Mrs. Barthwick. Rubbish! You have n’t any! Your principles are nothing in the world but sheer fright!
Barthwick. [Walking to the window.] I’ve never been frightened in my life. You heard what Roper said. It’s enough to upset one when a thing like this happens. Everything one says and does seems to turn in one’s mouth—it’s—it’s uncanny. It’s not the sort of thing I’ve been accustomed to. [As though stifling, he throws the window open. The faint sobbing of a child comes in.] What’s that?
Mrs. Barthwick. [Sharply.] I can’t stand that crying. I must send Marlow to stop it. My nerves are all on edge. [She rings the bell.]
Barthwick. I’ll shut the window; you’ll hear nothing. [He shuts the window. There is silence.]
Mrs. Barthwick. [Sharply.] That’s no good! It’s on my nerves. Nothing upsets me like a child’s crying.
[Marlow comes in.]
What’s that noise of crying, Marlow? It sounds like a child.
Barthwick. It is a child. I can see it against the railings.
Marlow. [Opening the window, and looking out quietly.] It’s Mrs. Jones’s little boy, ma’am; he came here after his mother.
Mrs. Barthwick. [Moving quickly to the window.] Poor little chap! John, we ought n’t to go on with this!
Barthwick. [Sitting heavily in a chair.] Ah! but it’s out of our hands!
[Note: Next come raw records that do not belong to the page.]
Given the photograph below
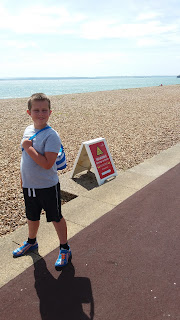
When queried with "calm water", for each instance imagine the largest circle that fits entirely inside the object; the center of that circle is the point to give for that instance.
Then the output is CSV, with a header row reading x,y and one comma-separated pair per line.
x,y
20,88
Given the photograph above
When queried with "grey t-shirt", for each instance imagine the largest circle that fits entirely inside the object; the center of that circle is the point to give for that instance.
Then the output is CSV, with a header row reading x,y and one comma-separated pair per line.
x,y
34,176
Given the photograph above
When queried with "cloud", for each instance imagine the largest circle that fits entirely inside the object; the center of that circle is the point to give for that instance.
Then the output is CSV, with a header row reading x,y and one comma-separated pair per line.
x,y
148,15
40,20
105,29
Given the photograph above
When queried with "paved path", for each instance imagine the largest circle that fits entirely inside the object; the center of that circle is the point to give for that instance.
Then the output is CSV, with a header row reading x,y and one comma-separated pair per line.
x,y
125,265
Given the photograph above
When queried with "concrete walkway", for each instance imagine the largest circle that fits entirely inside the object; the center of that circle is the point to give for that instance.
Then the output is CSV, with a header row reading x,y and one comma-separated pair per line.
x,y
91,203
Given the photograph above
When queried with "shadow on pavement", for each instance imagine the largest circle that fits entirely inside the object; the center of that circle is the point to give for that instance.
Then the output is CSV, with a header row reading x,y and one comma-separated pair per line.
x,y
67,297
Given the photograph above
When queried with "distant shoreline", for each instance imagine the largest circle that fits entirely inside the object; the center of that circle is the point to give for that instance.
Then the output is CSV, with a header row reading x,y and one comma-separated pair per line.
x,y
75,78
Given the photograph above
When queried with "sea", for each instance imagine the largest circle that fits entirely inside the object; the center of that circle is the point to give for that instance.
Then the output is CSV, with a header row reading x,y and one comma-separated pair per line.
x,y
25,87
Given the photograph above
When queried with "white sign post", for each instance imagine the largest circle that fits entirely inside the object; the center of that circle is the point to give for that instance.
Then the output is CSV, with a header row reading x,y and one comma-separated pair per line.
x,y
95,153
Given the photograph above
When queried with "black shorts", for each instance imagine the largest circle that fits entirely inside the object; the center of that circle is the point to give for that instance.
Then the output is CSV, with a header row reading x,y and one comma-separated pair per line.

[Mrs. Barthwick turns her back to the window. There is an expression of distress on hey face. She stands motionless, compressing her lips. The crying begins again. Barthwick coveys his ears with his hands, and Marlow shuts the window. The crying ceases.]
The curtain falls.
Eight days have passed, and the scene is a London Police Court at one o’clock. A canopied seat of Justice is surmounted by the lion and unicorn. Before the fire a worn-looking magistrate is warming his coat-tails, and staring at two little girls in faded blue and orange rags, who are placed before the dock. Close to the witness-box is a relieving officer in an overcoat, and a short brown beard. Beside the little girls stands a bald police constable. On the front bench are sitting Barthwick and Roper, and behind them jack. In the railed enclosure are seedy-looking men and women. Some prosperous constables sit or stand about.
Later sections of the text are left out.